Kraftwerk Block Beuys
14. Februar – 14. Mai 2020 (verlängert bis 2020)
Ausstellung während der Corona-Pandemie im Ströher-Flügel, im Vorraum von Block Beuys und in der Karl Freund-Galerie, 2. OG,
kein Ausstellungskatalog und pandemiebedingt kein Rahmenprogramm zu Ausstellung
Anlässlich des 50-jährigen Jubiläums der Einrichtung von Block Beuys findet im Jahr 2000 die Ausstellung Kraftwerk Block Beuys statt.
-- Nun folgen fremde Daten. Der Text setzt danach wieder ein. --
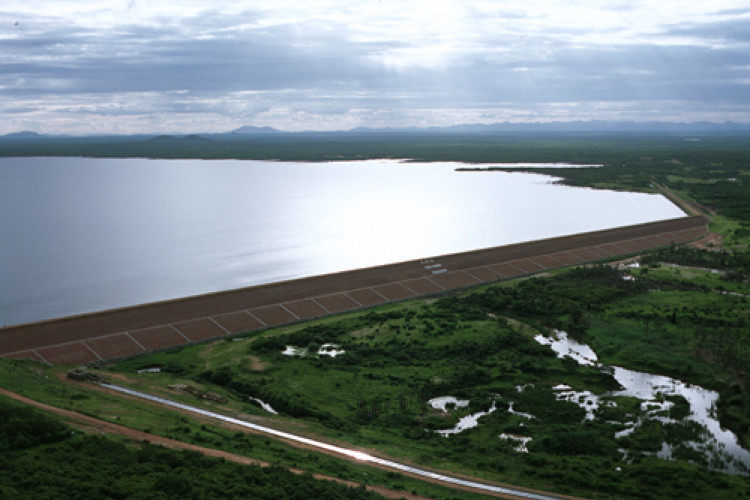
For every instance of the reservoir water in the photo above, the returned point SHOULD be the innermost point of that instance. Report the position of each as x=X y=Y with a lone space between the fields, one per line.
x=83 y=234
Kuratorin Gabriele Mackert zieht ein umfassendes Resümee über die wechselvolle Geschichte des Werkkomplexes, der untrennbar mit dem Hessischen Landesmuseum Darmstadt verbunden ist. Gleichzeitig holt sie ihn in die Gegenwart.
1970 beginnt Joseph Beuys ein »Künstlermuseum im Museum« als einzigartige Schule des Wahrnehmens, Entdeckens und Fragens einzurichten. Sein universeller Anspruch ist es, Kunst, Wissenschaft und Spiritualität zu verbinden. Als Pionier einer politischen und umweltbewussten Kunst betrachtet er die Werke in Block Beuys auch als Vehikel für seine Ideen, Visionen und Gedanken, die bis heute nichts an Aktualität eingebüßt haben.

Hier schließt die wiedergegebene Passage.